What’s more likely is that this model is over-trained. It performs extremely well with the training and validation set, but not so well with “real” data. I suspected this was the case when I saw such low error rates in the original training report. I suspect this is a testament to how good resnet18 is out of the box combined with the extremely robust data set I used for training. I was a little nervous that it had over-trained so quickly, but I decided to re-train the model by training it as little as possible. 53 seconds later. I was ready to test again.

Re-train

learn = vision_learner(dls, resnet18, metrics=error_rate)
learn.fine_tune(0)

epoch	train_loss	valid_loss	error_rate	time
0	0.068663	0.001542	0.000250	00:53

The final countdown… sorry, test

You can see the results of my test on the new model below. The new model was successfully able to identify both logos as Arsenal logos. It was “only” 77% confident of the hard_arsenal logo, but at least it got it right.

learn.predict(easy_arsenal)

('arsenal',
 tensor(0),
 tensor([9.8703e-01, 2.1202e-04, 1.5228e-03, 9.7909e-06, 6.4679e-05, 3.1292e-06,
         1.7925e-05, 2.2871e-03, 8.7827e-04, 7.9331e-04, 8.4432e-05, 5.6646e-03,
         1.1422e-05, 7.5445e-05, 1.3595e-05, 2.3669e-05, 2.6434e-05, 6.5499e-06,
         1.1947e-03, 7.8829e-05]))

learn.predict(hard_arsenal)

('arsenal',
 tensor(0),
 tensor([7.6938e-01, 8.5905e-03, 1.4218e-03, 1.8990e-03, 2.3385e-03, 4.9859e-03,
         8.6695e-05, 2.9561e-02, 8.4762e-04, 1.0896e-02, 2.1039e-03, 1.1848e-03,
         1.1517e-03, 1.3436e-03, 8.1493e-04, 4.0727e-04, 2.8477e-03, 9.4818e-04,
         1.3904e-01, 2.0150e-02]))

Conclusions

I’m not 100% sure that this is a “classic” overtraining situation.
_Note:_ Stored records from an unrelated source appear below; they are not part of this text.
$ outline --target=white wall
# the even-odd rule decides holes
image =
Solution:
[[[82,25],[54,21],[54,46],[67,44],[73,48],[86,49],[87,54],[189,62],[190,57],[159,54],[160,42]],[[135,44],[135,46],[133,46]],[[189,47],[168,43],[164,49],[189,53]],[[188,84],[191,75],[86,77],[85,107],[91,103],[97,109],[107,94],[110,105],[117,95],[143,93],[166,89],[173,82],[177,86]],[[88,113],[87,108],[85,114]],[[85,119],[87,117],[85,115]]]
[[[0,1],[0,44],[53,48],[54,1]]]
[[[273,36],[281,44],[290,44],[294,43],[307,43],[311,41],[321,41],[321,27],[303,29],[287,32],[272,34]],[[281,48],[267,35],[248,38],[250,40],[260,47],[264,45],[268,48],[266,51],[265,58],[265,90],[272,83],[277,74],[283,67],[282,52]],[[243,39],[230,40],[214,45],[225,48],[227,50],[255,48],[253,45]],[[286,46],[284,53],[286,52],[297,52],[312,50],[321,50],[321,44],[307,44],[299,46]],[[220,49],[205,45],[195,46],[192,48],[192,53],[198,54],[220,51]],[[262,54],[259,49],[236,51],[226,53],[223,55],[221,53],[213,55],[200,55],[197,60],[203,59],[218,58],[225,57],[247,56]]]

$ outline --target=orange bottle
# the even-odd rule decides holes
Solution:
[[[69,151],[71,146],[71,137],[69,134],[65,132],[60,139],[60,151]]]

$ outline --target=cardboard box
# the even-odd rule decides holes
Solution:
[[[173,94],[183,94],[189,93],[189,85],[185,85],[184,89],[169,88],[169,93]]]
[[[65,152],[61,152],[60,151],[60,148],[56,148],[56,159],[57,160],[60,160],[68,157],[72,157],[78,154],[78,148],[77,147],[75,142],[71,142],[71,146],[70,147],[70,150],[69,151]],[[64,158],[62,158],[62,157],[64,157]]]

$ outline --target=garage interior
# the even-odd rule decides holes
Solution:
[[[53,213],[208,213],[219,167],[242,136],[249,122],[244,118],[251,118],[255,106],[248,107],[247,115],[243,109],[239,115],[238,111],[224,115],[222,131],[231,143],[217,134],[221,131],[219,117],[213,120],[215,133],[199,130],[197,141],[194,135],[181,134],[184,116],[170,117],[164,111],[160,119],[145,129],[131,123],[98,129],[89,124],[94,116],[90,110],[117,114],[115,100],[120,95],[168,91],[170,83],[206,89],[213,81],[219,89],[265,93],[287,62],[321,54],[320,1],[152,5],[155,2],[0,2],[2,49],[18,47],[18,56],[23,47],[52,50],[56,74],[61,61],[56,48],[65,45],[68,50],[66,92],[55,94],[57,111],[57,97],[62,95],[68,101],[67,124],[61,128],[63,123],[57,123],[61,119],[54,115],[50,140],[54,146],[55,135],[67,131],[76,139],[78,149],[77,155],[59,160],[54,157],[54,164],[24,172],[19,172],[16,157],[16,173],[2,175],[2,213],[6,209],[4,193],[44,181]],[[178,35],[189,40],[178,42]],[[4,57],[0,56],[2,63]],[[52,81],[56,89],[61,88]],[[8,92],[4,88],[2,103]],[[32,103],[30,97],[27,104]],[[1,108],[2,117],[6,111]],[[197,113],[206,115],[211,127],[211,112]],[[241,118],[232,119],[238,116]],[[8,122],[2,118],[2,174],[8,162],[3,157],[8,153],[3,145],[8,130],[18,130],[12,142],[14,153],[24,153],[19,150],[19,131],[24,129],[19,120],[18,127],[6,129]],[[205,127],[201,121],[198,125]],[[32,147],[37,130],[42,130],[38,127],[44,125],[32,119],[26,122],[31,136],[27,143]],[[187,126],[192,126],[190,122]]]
I don’t know enough (or anything) about resnet18 to say much more about this. I thought it was an interesting example of how easy it is to develop deep learning (AI?) models, but I probably did many things inefficiently or outright wrong. Perhaps I will return to this “problem” later after I’ve gone through more of the book.